Conjugando a abstração da categoria de tempo – através da qual organizamos nosso cotidiano, mediante noções como as de duração, sequencialidade, simultaneidade, ordenação e dedução, por exemplo – com o teor físico da perspectiva espacial – pela qual compreendemos as dimensões, as extensões, a materialidade, uma configuração, uma estrutura, uma disseminação ou fragmentação – pretendemos com este projeto explorar a dimensão cognitiva do leitor: seja em relação ao espaço que lhe atravessa e que é por ele constantemente atravessado seja em relação a si mesmo, ao perceber-se como uma componente a mais na construção dessa hybris abstrato-telúrica. A rearticulação constante dos tempos históricos enfatiza a importância de como ocupamos os espaços de nossas experiências cotidianas, de como deles nos apropriamos e a partir deles forjamos um ritmo de uso.

O contemporâneo, portanto, é esse real em que o atual concernente ao mais contingente do presente que decorre, que passa, se liga ao virtual, onde as imagens-lembrança, os lapsos de reminiscência e os acontecimentos grafados na memória cognitiva e na memória sensorial se encontram, convergem a partir e para uma terceira direção, um terceiro elemento, uma farpa que vem de fora, uma forma que se deforma dentro – ou num plano em suspensão, numa imagem em que se cristalizam todos estes feixes de percepção e leitura/refeitura da realidade. Um conjunto, talvez, como nossa antologia, mas um conjunto que se forja como acontecimento; que na multiplicidade polivalente de seus elementos, cada leitor possa encontrar-se com seu nexo e mesmo tentar compartilhá-lo com outros, intercambiando memórias pessoais que em um ponto ou outro se tocam e se tornam comuns, semelhantes. Assim, os textos também se conectam e desconectam, se reúnem e repelem; assim, o jardim se expande: em áridos desvãos e férteis acúmulos – ou férteis desvãos e áridos acúmulos...

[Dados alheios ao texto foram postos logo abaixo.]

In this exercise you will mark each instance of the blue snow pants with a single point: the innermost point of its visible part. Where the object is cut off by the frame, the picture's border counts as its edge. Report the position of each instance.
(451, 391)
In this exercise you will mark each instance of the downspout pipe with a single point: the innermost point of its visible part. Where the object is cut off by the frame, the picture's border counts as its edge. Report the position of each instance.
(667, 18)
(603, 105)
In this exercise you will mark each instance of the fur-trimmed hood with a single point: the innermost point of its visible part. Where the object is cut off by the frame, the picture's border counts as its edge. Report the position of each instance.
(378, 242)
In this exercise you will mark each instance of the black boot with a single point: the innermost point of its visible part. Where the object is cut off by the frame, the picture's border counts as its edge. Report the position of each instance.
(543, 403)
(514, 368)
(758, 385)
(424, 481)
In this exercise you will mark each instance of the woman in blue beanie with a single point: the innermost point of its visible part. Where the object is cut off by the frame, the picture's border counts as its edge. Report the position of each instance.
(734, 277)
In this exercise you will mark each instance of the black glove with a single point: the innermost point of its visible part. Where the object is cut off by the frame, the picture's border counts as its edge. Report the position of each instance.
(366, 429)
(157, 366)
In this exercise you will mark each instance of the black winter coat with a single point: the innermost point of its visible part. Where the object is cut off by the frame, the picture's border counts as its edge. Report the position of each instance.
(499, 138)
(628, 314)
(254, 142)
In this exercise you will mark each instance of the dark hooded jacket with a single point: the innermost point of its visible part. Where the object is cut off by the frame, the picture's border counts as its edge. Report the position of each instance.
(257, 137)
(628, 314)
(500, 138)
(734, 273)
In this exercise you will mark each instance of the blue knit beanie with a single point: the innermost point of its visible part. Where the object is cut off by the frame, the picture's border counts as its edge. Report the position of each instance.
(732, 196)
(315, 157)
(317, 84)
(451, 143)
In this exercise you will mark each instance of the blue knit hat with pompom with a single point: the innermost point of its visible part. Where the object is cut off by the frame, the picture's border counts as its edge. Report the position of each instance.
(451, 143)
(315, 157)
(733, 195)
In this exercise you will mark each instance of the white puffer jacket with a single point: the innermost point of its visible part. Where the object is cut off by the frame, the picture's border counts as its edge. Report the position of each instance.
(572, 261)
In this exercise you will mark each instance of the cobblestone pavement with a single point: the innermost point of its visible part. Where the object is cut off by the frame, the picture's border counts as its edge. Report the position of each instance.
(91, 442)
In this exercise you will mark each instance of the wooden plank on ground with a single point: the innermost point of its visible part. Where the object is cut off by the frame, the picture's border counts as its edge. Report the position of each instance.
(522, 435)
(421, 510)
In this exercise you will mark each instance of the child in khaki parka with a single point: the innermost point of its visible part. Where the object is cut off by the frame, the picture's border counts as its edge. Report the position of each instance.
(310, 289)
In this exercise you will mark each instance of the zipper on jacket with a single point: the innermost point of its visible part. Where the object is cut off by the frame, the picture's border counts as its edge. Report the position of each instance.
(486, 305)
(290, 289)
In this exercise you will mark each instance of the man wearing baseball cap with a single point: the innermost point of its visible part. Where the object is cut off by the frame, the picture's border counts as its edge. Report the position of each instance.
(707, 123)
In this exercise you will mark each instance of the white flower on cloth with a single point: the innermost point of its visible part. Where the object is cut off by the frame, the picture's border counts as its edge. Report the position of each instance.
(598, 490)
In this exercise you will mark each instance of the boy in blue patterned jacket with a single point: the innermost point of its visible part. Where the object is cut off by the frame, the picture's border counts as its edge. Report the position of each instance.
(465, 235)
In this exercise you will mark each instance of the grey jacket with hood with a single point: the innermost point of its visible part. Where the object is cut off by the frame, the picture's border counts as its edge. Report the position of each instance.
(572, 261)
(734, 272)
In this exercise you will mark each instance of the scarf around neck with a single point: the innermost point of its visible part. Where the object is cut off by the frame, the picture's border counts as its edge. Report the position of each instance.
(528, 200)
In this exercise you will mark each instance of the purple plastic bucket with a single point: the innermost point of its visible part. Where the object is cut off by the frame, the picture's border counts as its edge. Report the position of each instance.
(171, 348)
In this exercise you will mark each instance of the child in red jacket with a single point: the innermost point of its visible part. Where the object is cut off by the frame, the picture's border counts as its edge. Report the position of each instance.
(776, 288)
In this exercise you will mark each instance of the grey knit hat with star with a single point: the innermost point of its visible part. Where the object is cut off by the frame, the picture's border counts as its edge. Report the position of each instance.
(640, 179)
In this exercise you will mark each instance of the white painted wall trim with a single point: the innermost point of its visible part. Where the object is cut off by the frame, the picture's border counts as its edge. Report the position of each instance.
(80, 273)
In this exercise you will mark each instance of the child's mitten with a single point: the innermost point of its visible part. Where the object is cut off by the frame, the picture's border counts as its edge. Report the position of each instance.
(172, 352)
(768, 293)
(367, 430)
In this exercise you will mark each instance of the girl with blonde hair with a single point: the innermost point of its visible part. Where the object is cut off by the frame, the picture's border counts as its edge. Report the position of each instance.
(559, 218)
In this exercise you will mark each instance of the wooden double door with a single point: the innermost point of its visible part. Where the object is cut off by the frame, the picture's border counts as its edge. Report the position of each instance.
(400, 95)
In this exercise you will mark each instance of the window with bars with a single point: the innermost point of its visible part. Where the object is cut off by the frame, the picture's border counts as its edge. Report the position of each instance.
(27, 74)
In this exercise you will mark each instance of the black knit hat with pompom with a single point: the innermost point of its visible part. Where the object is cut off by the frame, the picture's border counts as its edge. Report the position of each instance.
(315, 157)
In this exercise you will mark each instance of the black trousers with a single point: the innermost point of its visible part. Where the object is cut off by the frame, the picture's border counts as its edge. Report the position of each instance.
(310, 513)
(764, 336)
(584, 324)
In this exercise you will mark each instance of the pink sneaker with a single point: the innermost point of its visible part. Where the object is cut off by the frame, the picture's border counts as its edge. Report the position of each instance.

Consideramos, portanto, que o movimento vetorial do projeto como um todo, no qual as direções, os começos, os pontos de partida e chegada são todos radiais e reflexivos, advém de uma deliberação em comum (e ao mesmo tempo díspar), com vistas a estipular, de maneira precária (e provisória), mecanismos, linhas de fuga através das quais pensar como as problemáticas de gestão urbanística e de gestão simbólica se intercalam no prismático bólide da pólis, gerando feixes móveis de cristalizações e irradiações políticas onde vida e arte não são mais que palavras diferentes, e, no entanto, não se tornam distintas de uma mesma vontade, compreendida como uma força que atual pela urgência do próprio fazer.

Falar em cristalizações e irradiações políticas é reiterar a importância de leituras que se ocupem da materialização do espaço e do seus atravessamentos – e, com isso, dizemos também corpo, minério, fluidez, enquanto pensa o tempo qual afecção, reminiscência, projeção.